Brooks pending merger with PRI subject to request for additional information

Chelmsford & Billerica, Mass. - Brooks Automation and PRI Automation jointly announced December 14, 2001 that they have received a request for additional information (commonly known as a "second request") pertaining to the pending acquisition of PRI by Brooks.

12/19/2001


Chelmsford & Billerica, Mass. - Brooks Automation and PRI Automation jointly announced December 14, 2001 that they have received a request for additional information (commonly known as a 'second request') pertaining to the pending acquisition of PRI by Brooks. The request was received from the Antitrust Division of the Department of Justice ('DOJ'), the U.S. governmental entity responsible for antitrust review of the acquisition.

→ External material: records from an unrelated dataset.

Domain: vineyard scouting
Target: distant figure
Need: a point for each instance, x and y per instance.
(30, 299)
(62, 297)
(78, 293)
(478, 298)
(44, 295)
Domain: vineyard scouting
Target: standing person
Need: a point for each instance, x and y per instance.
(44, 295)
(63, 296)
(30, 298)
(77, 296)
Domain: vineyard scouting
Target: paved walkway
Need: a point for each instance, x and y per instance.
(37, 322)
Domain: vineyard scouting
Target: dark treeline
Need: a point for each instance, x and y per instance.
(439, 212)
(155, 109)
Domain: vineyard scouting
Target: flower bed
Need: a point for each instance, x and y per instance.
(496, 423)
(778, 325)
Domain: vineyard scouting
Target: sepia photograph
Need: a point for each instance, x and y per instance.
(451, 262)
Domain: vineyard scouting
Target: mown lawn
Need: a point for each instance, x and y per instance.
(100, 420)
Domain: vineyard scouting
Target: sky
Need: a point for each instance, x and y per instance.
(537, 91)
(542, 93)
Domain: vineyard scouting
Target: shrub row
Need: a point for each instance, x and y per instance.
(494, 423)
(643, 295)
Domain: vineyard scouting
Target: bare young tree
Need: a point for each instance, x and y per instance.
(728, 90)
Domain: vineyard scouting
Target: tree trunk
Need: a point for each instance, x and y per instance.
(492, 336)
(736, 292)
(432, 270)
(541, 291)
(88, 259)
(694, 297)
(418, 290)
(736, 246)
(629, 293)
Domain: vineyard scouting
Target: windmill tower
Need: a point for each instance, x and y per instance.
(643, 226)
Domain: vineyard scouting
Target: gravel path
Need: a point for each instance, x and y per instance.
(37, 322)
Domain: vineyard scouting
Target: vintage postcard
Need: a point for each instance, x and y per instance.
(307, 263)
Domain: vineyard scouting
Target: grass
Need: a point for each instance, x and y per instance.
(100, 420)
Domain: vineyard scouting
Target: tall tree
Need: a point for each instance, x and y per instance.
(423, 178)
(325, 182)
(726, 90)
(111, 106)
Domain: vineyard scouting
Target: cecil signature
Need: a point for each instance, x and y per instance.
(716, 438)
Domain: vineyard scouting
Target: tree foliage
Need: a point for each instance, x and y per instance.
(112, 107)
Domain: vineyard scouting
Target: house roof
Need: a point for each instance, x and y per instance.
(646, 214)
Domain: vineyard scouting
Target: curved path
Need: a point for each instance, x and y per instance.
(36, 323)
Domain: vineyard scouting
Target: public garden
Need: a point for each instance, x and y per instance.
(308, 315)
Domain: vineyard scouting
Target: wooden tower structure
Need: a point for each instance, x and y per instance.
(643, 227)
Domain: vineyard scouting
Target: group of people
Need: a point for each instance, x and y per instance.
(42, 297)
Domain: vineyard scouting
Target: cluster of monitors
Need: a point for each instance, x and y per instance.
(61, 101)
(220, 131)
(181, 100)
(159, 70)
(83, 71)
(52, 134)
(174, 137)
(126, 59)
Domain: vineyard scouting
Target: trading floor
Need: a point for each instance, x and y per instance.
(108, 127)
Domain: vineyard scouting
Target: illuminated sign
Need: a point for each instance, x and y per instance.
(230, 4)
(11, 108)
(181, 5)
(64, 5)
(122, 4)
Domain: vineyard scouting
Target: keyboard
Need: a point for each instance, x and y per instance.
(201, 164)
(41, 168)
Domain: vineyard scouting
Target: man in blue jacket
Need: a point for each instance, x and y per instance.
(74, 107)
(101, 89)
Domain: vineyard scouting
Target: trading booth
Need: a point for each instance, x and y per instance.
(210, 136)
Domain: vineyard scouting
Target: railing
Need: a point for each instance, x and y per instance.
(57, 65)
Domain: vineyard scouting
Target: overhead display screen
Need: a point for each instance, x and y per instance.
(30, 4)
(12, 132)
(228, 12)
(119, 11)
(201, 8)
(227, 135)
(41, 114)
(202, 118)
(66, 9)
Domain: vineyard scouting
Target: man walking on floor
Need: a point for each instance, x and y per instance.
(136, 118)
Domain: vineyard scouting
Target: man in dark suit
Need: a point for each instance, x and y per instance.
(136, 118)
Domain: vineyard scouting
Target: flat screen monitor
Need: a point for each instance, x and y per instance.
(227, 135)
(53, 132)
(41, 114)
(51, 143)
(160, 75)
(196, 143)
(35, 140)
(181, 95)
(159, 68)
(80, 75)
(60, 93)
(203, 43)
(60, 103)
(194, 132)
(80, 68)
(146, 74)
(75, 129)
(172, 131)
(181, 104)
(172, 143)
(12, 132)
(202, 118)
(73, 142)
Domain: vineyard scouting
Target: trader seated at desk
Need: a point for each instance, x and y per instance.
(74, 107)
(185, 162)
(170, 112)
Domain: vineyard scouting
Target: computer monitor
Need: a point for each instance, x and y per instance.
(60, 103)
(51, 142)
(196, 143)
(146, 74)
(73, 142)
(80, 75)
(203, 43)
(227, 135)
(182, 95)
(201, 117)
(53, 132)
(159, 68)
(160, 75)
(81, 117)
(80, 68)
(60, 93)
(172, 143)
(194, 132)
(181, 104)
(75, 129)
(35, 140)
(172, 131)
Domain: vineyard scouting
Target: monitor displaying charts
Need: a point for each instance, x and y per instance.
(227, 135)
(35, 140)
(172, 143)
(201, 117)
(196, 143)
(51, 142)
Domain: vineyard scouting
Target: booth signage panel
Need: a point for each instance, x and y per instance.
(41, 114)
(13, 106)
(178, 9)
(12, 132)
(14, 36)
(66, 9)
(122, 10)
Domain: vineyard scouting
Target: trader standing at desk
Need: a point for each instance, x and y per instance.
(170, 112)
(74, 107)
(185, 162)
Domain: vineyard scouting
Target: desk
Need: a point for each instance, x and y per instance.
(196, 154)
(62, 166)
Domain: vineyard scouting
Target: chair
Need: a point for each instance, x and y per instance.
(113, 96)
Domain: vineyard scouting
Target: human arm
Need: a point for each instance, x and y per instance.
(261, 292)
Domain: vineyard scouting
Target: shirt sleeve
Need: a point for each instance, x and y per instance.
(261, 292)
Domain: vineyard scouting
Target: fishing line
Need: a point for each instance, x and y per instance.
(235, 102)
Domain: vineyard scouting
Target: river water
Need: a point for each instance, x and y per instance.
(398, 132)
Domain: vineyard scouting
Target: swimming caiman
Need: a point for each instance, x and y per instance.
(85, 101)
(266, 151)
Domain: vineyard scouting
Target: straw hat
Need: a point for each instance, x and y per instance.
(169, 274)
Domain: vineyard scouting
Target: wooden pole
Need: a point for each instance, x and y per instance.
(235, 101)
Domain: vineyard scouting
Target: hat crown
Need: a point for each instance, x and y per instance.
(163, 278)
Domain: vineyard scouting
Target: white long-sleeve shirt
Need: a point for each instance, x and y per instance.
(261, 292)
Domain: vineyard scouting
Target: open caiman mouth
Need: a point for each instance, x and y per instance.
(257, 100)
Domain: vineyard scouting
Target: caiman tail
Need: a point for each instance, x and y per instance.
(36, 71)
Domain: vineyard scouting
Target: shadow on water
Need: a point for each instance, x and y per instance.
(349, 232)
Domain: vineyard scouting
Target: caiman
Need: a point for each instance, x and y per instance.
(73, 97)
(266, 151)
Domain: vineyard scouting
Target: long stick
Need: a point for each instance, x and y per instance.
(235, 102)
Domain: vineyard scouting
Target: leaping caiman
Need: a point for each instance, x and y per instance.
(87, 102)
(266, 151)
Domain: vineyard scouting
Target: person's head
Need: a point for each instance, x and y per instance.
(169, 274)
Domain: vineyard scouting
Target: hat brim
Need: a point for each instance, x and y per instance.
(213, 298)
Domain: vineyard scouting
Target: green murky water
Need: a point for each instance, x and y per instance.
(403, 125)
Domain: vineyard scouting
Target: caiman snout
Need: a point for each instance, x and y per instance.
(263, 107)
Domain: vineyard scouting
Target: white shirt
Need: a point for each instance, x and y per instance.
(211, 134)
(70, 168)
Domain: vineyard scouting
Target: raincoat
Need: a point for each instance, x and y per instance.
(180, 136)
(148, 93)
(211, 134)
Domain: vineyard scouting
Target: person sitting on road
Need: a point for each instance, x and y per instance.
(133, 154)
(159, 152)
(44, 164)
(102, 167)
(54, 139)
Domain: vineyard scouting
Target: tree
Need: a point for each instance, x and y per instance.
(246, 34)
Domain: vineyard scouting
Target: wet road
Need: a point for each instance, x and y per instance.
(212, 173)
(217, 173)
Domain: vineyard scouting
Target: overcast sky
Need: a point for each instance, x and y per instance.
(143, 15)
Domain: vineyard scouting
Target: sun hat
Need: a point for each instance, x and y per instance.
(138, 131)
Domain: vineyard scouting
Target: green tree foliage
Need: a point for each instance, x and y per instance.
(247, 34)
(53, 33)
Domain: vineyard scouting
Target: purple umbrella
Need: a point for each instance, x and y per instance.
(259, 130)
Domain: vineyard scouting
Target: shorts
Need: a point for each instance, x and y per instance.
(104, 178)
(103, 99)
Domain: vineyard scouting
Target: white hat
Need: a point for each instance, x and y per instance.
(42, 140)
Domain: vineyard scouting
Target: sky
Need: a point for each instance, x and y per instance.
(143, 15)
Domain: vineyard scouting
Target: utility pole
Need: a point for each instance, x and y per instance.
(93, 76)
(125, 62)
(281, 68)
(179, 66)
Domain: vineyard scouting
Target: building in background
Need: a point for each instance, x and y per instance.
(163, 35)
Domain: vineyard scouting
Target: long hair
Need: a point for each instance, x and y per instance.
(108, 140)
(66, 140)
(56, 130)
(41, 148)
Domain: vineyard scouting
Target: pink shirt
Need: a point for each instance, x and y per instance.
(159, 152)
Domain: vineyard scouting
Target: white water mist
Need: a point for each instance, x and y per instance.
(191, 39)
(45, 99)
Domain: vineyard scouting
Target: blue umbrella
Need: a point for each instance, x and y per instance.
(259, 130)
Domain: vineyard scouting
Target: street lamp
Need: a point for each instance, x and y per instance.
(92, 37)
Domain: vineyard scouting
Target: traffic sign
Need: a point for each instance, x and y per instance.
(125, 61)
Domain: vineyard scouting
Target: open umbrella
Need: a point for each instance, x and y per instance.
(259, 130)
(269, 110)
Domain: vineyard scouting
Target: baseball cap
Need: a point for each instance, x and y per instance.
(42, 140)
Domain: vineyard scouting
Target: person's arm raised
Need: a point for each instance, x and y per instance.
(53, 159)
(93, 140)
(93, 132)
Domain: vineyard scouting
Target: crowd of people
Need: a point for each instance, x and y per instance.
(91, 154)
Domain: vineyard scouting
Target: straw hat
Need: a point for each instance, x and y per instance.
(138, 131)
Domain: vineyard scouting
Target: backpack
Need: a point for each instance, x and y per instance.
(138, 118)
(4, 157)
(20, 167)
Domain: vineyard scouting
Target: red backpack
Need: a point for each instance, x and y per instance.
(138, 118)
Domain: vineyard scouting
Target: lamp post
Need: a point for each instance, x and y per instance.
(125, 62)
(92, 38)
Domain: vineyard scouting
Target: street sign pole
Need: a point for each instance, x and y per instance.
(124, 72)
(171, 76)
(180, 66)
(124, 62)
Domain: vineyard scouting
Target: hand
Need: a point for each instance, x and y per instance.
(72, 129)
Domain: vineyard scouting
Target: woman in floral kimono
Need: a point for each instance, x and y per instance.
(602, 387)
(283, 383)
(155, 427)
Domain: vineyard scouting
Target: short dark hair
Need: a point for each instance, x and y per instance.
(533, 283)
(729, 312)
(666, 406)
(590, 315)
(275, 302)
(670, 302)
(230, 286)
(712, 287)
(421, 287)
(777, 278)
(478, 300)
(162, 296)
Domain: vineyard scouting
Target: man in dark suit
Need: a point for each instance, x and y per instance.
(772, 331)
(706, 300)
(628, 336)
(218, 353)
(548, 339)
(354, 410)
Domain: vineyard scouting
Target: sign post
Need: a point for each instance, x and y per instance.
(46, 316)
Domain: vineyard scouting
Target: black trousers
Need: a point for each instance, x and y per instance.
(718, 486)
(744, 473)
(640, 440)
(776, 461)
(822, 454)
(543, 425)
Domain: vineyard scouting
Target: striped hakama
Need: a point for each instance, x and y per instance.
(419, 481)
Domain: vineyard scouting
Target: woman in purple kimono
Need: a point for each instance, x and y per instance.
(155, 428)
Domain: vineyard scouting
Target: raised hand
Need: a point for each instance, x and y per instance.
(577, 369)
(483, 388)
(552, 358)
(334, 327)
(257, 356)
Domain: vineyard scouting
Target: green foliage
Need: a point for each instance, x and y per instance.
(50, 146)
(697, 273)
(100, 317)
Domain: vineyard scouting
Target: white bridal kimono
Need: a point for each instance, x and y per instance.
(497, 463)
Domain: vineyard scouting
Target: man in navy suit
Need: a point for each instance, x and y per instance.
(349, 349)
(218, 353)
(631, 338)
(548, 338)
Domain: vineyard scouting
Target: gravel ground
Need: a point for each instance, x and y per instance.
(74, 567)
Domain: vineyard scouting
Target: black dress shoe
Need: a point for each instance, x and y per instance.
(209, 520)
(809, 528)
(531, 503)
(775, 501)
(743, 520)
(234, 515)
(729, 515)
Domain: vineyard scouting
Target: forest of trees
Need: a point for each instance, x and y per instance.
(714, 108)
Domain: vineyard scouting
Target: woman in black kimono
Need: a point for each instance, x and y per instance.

The waiting period applicable to the pending acquisition under the U.S. Hart-Scott-Rodino Antitrust Improvements Act will expire 30 days after substantial compliance with the request for additional information, unless terminated earlier by the DOJ. The companies intend to respond diligently and as quickly as possible to the second request. However, the companies cannot estimate how long it will take to achieve substantial compliance with the second request. Subject to completion of the Hart-Scott-Rodino process, and satisfaction of other customary closing conditions contained in the definitive merger agreement, including Brooks and PRI stockholder approval, the companies anticipate the acquisition will close in the first quarter of 2002, as announced previously.

On October 24, 2001, the companies jointly announced a definitive agreement under which Brooks would acquire PRI. Under the terms of the agreement, which was unanimously approved by the boards of directors of both companies, PRI shareholders will receive 0.52 shares of Brooks stock for each PRI share held, representing a value of approximately $380 million, net of cash. Following completion of the transaction, the combined company will be 61% owned by Brooks shareholders and 39% owned by PRI shareholders. The transaction is expected to be accretive to Brooks' earnings in fiscal 2003, the first full fiscal year following completion, reflecting expected operational synergies of more than $20 million.

Additional information regarding the terms of the acquisition will be contained in a registration statement on Form S-4, which Brooks will file with the Securities and Exchange Commission.

Brooks Automation Inc. is a global supplier of integrated automation solutions for the semiconductor, data storage, and flat panel display manufacturing industries.

PRI Automation Inc. is a global supplier of advanced factory automation systems, software, and services that optimize the productivity of semiconductor and precision electronics manufacturers, as well as OEM process tool manufacturers.